After a driver update from 418 (CUDA 10.1) to 450 (CUDA 11.0) on debian and ubuntu linux systems using K80 and V100 GPUs, an application we use started to hang on clFinish calls at random times. The application is multithreaded, compiled for OpenCL 1.2 and works without apparent problems using the 418 driver.
All calls to OpenCL are wrapped with error assertion and no errors are logged on either driver version, there is no difference in behavior apart from clFinish not returning sometimes - which of course hangs the whole application.

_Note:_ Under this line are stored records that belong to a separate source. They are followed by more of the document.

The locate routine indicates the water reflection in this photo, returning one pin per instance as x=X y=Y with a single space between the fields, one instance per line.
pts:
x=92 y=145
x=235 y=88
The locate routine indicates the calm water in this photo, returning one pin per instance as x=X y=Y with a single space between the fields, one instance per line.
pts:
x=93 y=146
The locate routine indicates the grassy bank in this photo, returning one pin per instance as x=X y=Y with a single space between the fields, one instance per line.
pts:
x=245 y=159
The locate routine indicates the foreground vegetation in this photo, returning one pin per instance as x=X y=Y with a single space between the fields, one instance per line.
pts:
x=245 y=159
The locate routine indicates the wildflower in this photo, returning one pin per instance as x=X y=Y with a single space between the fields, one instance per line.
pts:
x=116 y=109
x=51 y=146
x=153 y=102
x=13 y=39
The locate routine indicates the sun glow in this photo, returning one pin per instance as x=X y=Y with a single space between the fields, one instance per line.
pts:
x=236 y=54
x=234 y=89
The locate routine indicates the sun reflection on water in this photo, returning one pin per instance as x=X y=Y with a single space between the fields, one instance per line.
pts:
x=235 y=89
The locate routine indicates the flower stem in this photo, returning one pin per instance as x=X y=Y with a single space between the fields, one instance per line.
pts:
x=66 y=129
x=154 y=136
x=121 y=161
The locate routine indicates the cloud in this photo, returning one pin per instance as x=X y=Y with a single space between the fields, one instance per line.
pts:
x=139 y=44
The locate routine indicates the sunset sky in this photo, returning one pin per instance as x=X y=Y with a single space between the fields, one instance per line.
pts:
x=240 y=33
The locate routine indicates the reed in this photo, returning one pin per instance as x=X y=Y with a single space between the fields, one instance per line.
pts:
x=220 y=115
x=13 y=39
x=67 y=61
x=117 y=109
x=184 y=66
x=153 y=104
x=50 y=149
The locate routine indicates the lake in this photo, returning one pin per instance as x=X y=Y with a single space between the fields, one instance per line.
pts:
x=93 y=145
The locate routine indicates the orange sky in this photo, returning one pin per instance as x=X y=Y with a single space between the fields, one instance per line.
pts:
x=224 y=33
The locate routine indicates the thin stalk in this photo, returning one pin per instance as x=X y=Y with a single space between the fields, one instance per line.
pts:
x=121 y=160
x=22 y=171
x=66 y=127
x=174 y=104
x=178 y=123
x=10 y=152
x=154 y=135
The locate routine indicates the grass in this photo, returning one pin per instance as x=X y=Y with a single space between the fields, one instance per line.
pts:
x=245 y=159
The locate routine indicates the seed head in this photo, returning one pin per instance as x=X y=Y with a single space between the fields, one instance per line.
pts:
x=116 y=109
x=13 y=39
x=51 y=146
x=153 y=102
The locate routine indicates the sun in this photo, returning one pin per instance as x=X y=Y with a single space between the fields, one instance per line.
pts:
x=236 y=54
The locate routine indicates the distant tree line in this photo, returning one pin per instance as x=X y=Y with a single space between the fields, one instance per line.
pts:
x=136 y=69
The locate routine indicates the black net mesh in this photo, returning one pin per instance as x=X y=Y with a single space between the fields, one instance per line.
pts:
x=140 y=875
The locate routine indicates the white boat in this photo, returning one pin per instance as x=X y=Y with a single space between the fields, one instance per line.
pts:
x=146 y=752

In the rare cases clFinish does not hang, results are identical.
The driver versions mentioned are the nvidia-tesla-*** versions distributed on the debian package system, although a recent 455 fresh from nvidia’s repositories has also been tested with negative results.
I tried to find actual changelogs for the driver with information on changes which might introduce a problem like this, but could only find rather superficial information.
I am suspecting the application might rely on undefined behaviour which might have changed between the drivers - although inspection of the application’s sourcecode seems to not point out any obvious discrepancies with regard to usage as specified in the OpenCL specs.
Are there any known issues or changes regarding OpenCL introduced after 418?
comparing the clinfo output from both drivers i can see 450 added extensions:
so there was some work done regarding OpenCL.